With that record, it was pretty clear what Gascón would do to Los Angeles if he got elected. Still, after a whole bunch of wealthy San Francisco Bay Area leftists poured money into his campaign (although Soros outspent them all), Los Angeles citizens, undoubtedly gripped in the emotional fallout from George Floyd's self-induced death, voted Gascón into office.
Since then, they've paid the price for that bit of stupidity. Gascón announced an across-the-board refusal to seek cash bail for certain offenses; released many who were currently in jail because they couldn't pay bail; re-evaluated all sentences for which prisoners had already served 20 years, no matter the crime; refused to seek the death penalty, no matter the crime; and refused to charge any juveniles as adults — again, no matter the crime.
It was that last that garnered the most press. In 2014, when he was two weeks away from turning 18, James Tubbs molested an 8-year-old girl. He was finally arrested at age 26. The bearded Tubbs promptly announced he was a woman named Hannah. Gascón insisted that Tubbs be tried as a juvenile female. Thanks to Gascón's new rules, the 26-year-old male Tubbs will spend two years in a juvenile facility for girls.
Even the prosecutors working under Gascón are agitating against him, and, in February, a recall movement began. This effort, the second attempt, may be the one that works. According to the organizers, not only have they raised $3.5 million, but they've already collected 125,000 signatures of the 566,857 they need by July 6 to get his recall on the ballot.
Image: George Gascón and Chesa Boudin.
Things are no better in San Francisco for Chesa Boudin, a man descended from a long line of Marxists. His parents were members of the militant leftist Weather Underground and were convicted of felony murder. Boudin's mother, Kathy Boudin, paroled in 2003, promptly became a professor at Columbia, which helps explain why America's colleges and universities are insane and need to lose all federal funding. His father, David Gilbert, just got out of jail in November and apparently hasn't yet landed a university gig. Boudin was then raised by Bill Ayers and Bernardine Dohrn, also academics and Obama's buddies.

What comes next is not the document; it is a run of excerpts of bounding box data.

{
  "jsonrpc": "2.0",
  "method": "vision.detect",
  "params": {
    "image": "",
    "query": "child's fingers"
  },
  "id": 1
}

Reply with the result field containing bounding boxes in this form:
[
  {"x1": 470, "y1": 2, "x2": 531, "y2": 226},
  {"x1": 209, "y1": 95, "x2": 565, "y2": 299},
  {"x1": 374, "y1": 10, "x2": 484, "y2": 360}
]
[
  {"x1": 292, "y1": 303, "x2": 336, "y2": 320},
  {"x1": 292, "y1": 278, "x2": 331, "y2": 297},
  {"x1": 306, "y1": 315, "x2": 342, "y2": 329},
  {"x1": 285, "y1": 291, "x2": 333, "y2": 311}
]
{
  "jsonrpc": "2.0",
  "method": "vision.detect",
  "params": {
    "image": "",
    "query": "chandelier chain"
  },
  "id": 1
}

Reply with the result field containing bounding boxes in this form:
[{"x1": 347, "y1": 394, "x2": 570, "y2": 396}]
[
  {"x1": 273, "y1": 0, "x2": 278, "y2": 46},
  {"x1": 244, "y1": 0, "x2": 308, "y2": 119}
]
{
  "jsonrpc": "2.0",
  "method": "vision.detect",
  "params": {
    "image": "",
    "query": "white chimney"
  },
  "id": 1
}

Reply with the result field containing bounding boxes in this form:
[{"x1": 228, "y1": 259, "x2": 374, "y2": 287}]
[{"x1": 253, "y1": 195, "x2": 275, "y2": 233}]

So again, voters knew what they were getting with Boudin: the complete abandonment of criminal justice. Just as Gascón did, Boudin announced all sorts of policies that would make it harder to prosecute criminals. Consistent with leftist principles, he did away with cash bail and, instead, has prosecutors decide how risky the person arrested was. And again, like all leftist prosecutors, Boudin routinely released repeat offenders. On his watch, crimes have shot up.

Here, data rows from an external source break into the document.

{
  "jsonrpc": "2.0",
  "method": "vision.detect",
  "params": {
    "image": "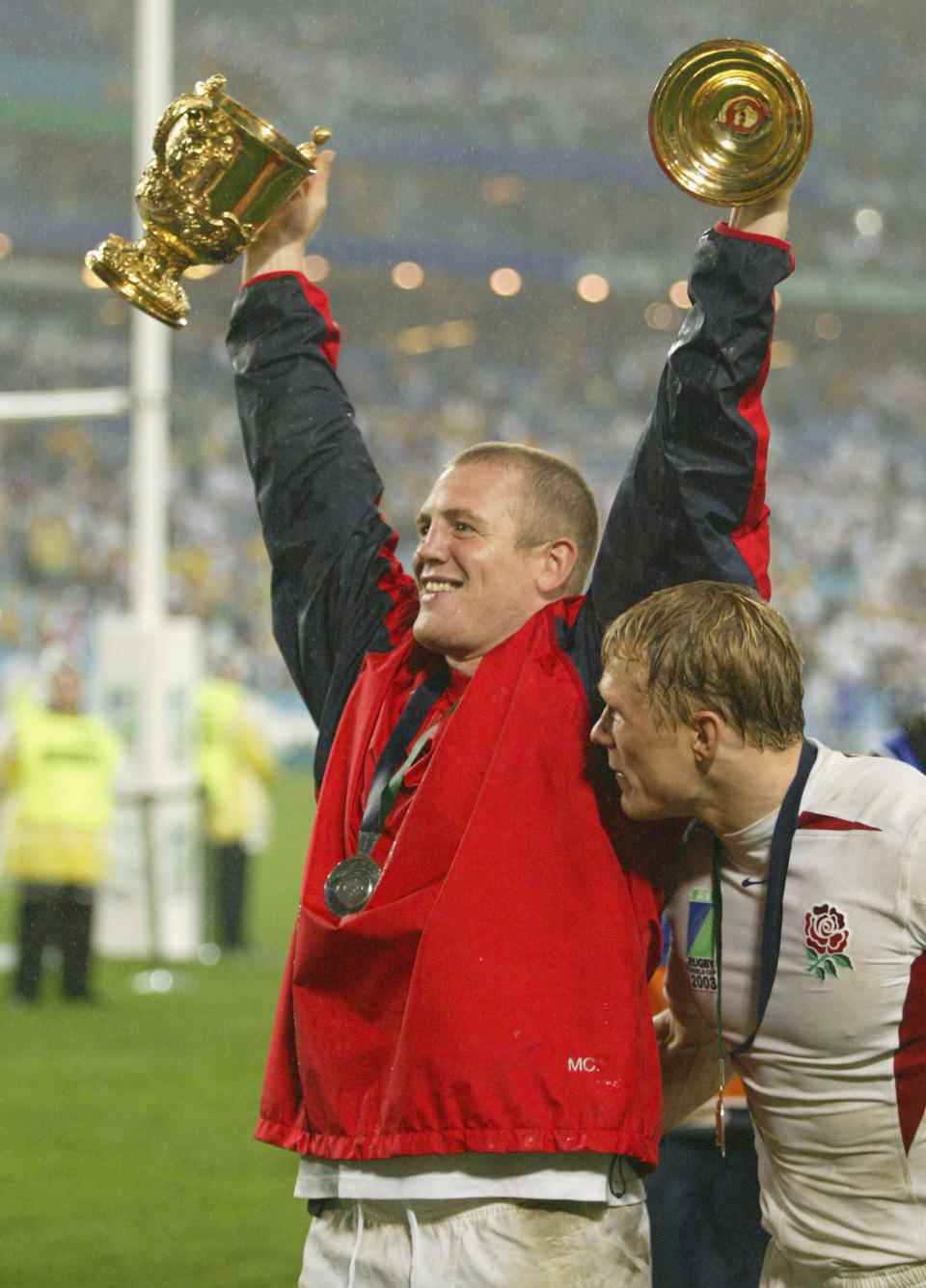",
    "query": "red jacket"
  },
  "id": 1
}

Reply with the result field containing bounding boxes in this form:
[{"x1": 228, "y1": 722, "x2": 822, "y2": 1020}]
[{"x1": 230, "y1": 218, "x2": 792, "y2": 1164}]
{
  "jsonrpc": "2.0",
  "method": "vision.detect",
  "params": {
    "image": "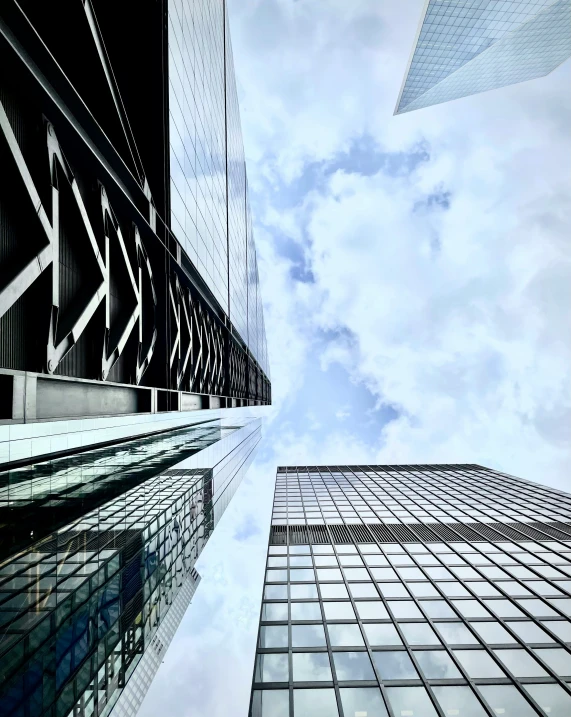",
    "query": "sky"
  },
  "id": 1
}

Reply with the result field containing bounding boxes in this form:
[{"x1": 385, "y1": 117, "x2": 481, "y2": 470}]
[{"x1": 139, "y1": 0, "x2": 571, "y2": 717}]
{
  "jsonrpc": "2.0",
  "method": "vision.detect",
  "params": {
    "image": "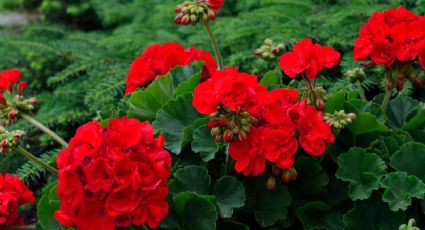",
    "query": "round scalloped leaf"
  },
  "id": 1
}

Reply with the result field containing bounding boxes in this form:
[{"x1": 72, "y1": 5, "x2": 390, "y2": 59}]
[
  {"x1": 335, "y1": 148, "x2": 386, "y2": 200},
  {"x1": 213, "y1": 176, "x2": 245, "y2": 218},
  {"x1": 168, "y1": 165, "x2": 211, "y2": 194},
  {"x1": 174, "y1": 192, "x2": 218, "y2": 230},
  {"x1": 381, "y1": 172, "x2": 425, "y2": 212},
  {"x1": 152, "y1": 92, "x2": 201, "y2": 155},
  {"x1": 343, "y1": 195, "x2": 405, "y2": 230},
  {"x1": 390, "y1": 142, "x2": 425, "y2": 181},
  {"x1": 192, "y1": 125, "x2": 220, "y2": 162},
  {"x1": 297, "y1": 201, "x2": 344, "y2": 230},
  {"x1": 254, "y1": 183, "x2": 291, "y2": 228}
]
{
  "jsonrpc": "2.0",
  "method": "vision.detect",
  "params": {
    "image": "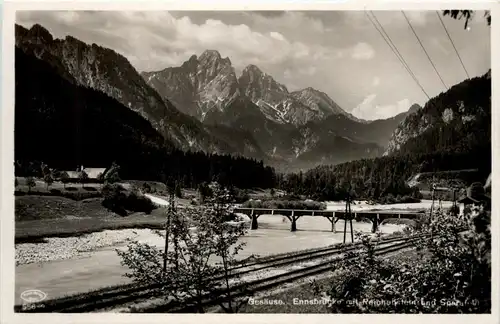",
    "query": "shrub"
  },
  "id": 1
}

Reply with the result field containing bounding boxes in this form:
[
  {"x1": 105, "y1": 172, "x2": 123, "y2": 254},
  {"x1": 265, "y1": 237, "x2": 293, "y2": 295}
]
[
  {"x1": 241, "y1": 200, "x2": 326, "y2": 210},
  {"x1": 142, "y1": 182, "x2": 151, "y2": 193}
]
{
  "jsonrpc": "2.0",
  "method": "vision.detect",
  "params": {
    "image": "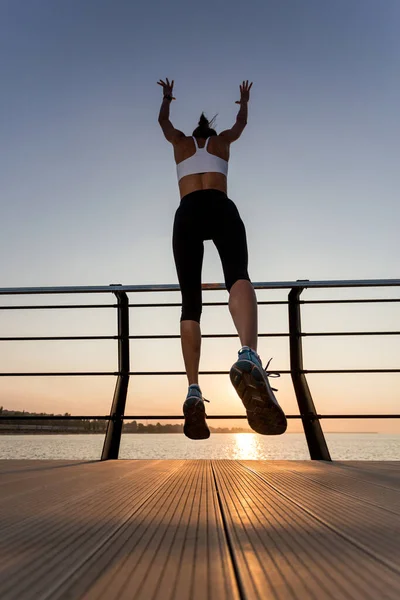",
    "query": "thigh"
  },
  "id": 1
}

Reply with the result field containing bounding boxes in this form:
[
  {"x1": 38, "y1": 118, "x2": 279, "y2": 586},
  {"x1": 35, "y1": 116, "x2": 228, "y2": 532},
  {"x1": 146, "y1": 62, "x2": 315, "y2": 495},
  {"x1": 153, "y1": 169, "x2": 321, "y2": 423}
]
[
  {"x1": 172, "y1": 207, "x2": 204, "y2": 302},
  {"x1": 213, "y1": 199, "x2": 249, "y2": 291}
]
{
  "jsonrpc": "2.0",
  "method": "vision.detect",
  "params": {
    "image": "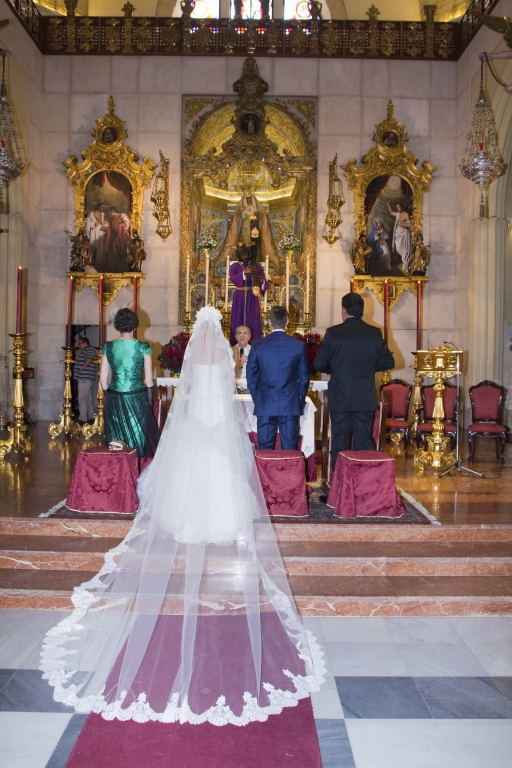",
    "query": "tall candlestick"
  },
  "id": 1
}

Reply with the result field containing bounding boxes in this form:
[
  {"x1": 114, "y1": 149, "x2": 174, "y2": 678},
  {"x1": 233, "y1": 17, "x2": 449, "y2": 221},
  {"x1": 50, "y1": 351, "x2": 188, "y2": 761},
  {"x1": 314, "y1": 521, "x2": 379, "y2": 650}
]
[
  {"x1": 66, "y1": 275, "x2": 75, "y2": 347},
  {"x1": 16, "y1": 267, "x2": 23, "y2": 333},
  {"x1": 98, "y1": 275, "x2": 105, "y2": 347}
]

He's also just bad at his job. Judges have expressed dismay over how the D.A.'s office was run because of constant turnover, missed deadlines, the failure to turn over exculpatory evidence, and other carelessness. And when the inevitable recall campaign began, two of his former prosecutors joined it. As with Gascón, the first recall didn't make it to the ballot, but a second effort succeeded, with Boudin's recall coming for a vote in June.

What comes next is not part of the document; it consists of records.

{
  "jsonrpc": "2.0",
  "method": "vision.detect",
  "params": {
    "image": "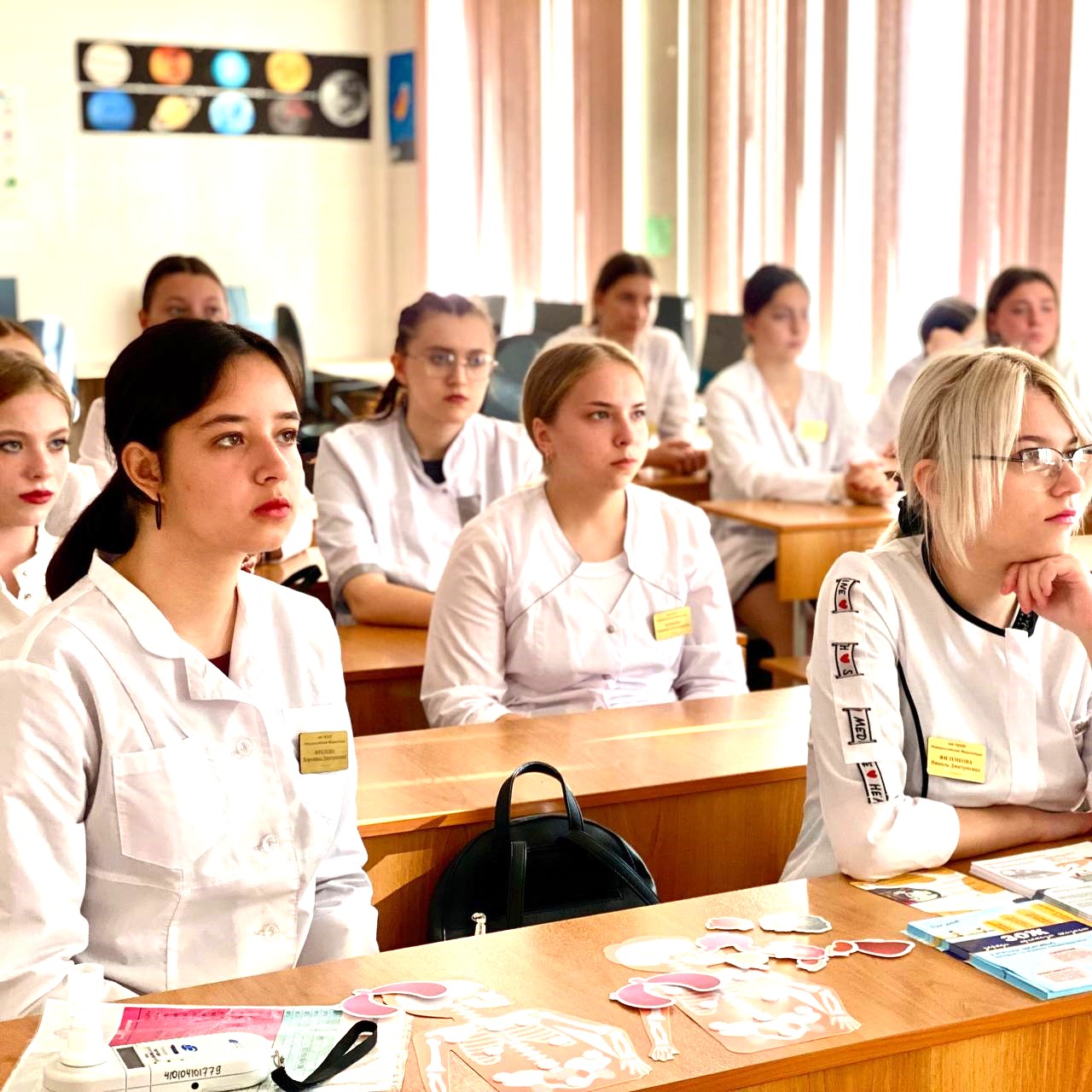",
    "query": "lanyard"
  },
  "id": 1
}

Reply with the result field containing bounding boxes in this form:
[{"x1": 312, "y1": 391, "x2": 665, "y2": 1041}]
[{"x1": 270, "y1": 1020, "x2": 379, "y2": 1092}]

Just as Gascón's foes are optimistic, so are Boudin's — especially because of a newly released poll showing that 68% of San Francisco voters support recalling Boudin, 74% think badly of him, and 61% believe he "is responsible for rising crime rates in San Francisco, especially burglaries and thefts."
The poll was commissioned by recall organizers, but they used a reputable Bay Area polling company. This election is also coming on the heels of the election removing radical activists from the San Francisco School Board. All this suggests that even San Francisco's famously leftist citizens have reached their tipping point.
It's to be hoped that thoughtless Democrats who like to virtue-signal will have learned their lessons from the disastrous reign of leftists in federal and state offices, but, sadly, I doubt it.